Same goes for Curren$y now. Pilot Talk II, his second album in four months, manages to just barely outshine Pilot Talk. It doesn't throw any curveballs into the formula, necessarily, but it pulls off similar tricks with a bit more consistency and with a new, if faint, urgency we didn't see back in July.
Opener "Airborne Aquarium" throws down the gauntlet right away, as Spitta settles into his usual labyrinthine flow but delivers it with a burst of energy we don't usually get from him these days. Instead of the smoked-out shuffle of many of his rhymes, here he seems on a quest. "I'm getting hella-mail from jail," he starts, and seems determined to do right by those writing him, cutting through the weed smoke to spit line after brilliant line.
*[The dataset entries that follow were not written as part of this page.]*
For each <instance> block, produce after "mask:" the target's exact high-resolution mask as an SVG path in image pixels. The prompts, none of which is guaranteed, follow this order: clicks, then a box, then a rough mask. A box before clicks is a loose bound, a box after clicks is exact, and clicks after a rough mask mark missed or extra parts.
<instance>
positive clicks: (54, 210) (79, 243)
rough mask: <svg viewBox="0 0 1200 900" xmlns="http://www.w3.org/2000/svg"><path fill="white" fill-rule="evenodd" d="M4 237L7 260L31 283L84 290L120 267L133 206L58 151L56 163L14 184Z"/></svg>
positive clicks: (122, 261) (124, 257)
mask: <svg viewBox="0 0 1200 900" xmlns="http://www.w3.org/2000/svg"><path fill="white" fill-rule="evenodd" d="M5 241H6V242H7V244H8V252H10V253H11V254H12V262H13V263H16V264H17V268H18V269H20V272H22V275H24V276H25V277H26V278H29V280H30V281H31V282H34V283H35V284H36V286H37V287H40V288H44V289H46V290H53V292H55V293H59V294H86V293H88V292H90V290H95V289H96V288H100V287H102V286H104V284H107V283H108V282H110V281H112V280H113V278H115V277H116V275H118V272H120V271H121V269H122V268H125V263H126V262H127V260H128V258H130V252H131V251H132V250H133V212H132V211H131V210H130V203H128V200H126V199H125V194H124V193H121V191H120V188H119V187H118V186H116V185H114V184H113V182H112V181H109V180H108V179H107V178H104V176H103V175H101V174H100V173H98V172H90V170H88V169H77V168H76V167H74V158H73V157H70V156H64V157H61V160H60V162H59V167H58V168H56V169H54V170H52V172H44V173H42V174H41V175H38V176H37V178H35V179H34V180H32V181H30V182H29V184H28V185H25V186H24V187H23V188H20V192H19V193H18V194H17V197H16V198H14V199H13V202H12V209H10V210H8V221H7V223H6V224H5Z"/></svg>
That song leads into the equally impressive, guitar-tangled "Michael Knight," and "Montreax" rounds out a stunning trio to open the record.
From there Pilot Talk II settles into the flow we expect from Spitta. The smoky live band elements -- including a string of funky-as-hell bass lines -- makes each song rumble. Even the soft rock saxophone on "Famous" sounds bad as hell here. Over those dark beats, Spitta runs through his flow like the entire album is one shifting song. In fact, the hook just seem to be thrown in here to let him (and us) catch our breath.
That flow, built on intricate wordplay and subtle images, avoids the easy punch line or the loud vitriol. Hearing these new Curren$y albums, it's so hard to imagine that Spitta was once a No Limit soldier, considering what he's doing here is so much more intricate, less intentionally abrasive, and far more compelling. The Pilot Talk albums also offer a refreshing alternative to the constructed persona of a Rick Ross or the self-aware eccentricities of this other album that came out Nov. 22. Spitta settles into his grind like a man doing what he wants. There's no pretension here: He punks other rappers, goes on about women and cars and (of course) smoking weed. But as smooth as it is, there's nothing easy about his delivery. It reveals new images, new snippets of wordplay, with each listen.
Pilot Talk II is brilliant because it builds on its excellent predecessor, but finds just a touch more focus. No beats slip here -- there are one or two that feel light on Pilot Talk -- and every now and again the energy amps up just enough to offer some variety to the mix. With the exception of Raekwon's appearance at the end of the record, this is Spitta's show, with his crew backing him. "Tell your dogs they should beware of us," he snaps off on "Michael Knight," and it's a moment of quiet intensity that lets you know this is no longer a comeback. With Pilot Talk II, Curren$y is all the way back, and picking up steam (and weed smoke) as he goes.